1 (1¾-pound/800-gram) whole bone-in chicken
1 teaspoon Kashmiri red chile powder or paprika powder
1 tablespoon freshly squeezed lemon juice
1 teaspoon table salt
For the marinade:
1 cup (250 grams) plain yogurt, drained until thick
2 tablespoons fresh ginger paste
2 tablespoons fresh garlic paste
1 teaspoon Kashmiri chile powder or paprika powder
½ teaspoon table salt
2 tablespoons freshly squeezed lemon juice
½ teaspoon garam masala
2 tablespoons filtered mustard oil
To cook and serve:
2 medium red onions
½ teaspoon chaat masala
2 lemons, cut into wedges
1. Cut the chicken into 4 pieces: 2 leg quarters and 2 breast halves. Make incisions in the flesh with a sharp knife. Put the chicken in a deep bowl.
2. In a small bowl, stir together the chile powder, lemon juice, and salt, and rub it onto the chicken pieces. Cover the bowl with plastic wrap and put in the refrigerator for 30 minutes to marinate.
3. Make the marinade: Put the yogurt in a bowl, add the ginger paste, garlic paste, chile powder, salt, lemon juice, garam masala, and mustard oil, and stir.
4. Add the marinade to the chicken pieces and toss so that all the pieces are well covered with it. Cover the bowl again and put it in the refrigerator for 3 to 4 hours to marinate.
5. Cut the onions into round slices and then separate the rings. Put in a bowl of iced water and soak for 30 minutes. Drain well and set aside in the refrigerator until needed. This will keep the onions crisp.
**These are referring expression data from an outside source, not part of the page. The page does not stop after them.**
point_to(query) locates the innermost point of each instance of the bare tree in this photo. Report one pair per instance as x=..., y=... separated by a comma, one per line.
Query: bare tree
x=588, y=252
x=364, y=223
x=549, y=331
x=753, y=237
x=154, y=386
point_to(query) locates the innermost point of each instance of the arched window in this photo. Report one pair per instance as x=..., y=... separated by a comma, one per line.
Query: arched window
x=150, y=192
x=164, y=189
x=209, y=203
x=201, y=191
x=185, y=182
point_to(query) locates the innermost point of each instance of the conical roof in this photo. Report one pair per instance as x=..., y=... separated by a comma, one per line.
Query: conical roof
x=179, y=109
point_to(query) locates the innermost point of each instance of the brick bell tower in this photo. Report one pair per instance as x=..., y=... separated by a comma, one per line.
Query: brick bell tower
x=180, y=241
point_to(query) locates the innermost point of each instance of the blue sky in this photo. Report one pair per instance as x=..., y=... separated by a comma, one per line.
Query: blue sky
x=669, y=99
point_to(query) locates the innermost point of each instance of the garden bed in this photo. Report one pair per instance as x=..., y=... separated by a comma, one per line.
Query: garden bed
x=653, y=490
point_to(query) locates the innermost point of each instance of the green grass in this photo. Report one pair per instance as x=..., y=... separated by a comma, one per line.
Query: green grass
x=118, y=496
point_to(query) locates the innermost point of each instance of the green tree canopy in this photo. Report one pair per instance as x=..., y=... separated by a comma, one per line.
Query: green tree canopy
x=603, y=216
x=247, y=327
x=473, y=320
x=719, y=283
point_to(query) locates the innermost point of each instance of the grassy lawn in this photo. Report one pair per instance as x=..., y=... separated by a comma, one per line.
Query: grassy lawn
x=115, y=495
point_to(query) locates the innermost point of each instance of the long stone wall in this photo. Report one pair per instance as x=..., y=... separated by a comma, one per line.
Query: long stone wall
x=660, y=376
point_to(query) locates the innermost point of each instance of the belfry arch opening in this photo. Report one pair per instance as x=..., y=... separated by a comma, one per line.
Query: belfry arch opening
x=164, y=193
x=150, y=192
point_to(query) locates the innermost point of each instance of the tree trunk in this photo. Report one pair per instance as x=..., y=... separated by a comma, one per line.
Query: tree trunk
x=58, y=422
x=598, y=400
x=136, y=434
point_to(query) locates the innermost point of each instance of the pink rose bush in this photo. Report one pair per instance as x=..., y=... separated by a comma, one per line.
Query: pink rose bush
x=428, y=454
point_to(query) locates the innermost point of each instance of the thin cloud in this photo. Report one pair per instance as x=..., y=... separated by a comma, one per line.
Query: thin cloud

6. Preheat the oven to 400°F/200°C. Put the chicken pieces onto metal or presoaked wooden skewers, arrange in a single layer on a rimmed baking sheet, and cook for 10 to 12 minutes or until almost cooked through. Baste with butter and cook for 8 minutes more.
7. Sprinkle with chaat masala and serve hot with the onion rings and lemon wedges.
Disclosure: A review copy of this cookbook was sent to me free of charge. I was not required to post about it and received no compensation for doing so.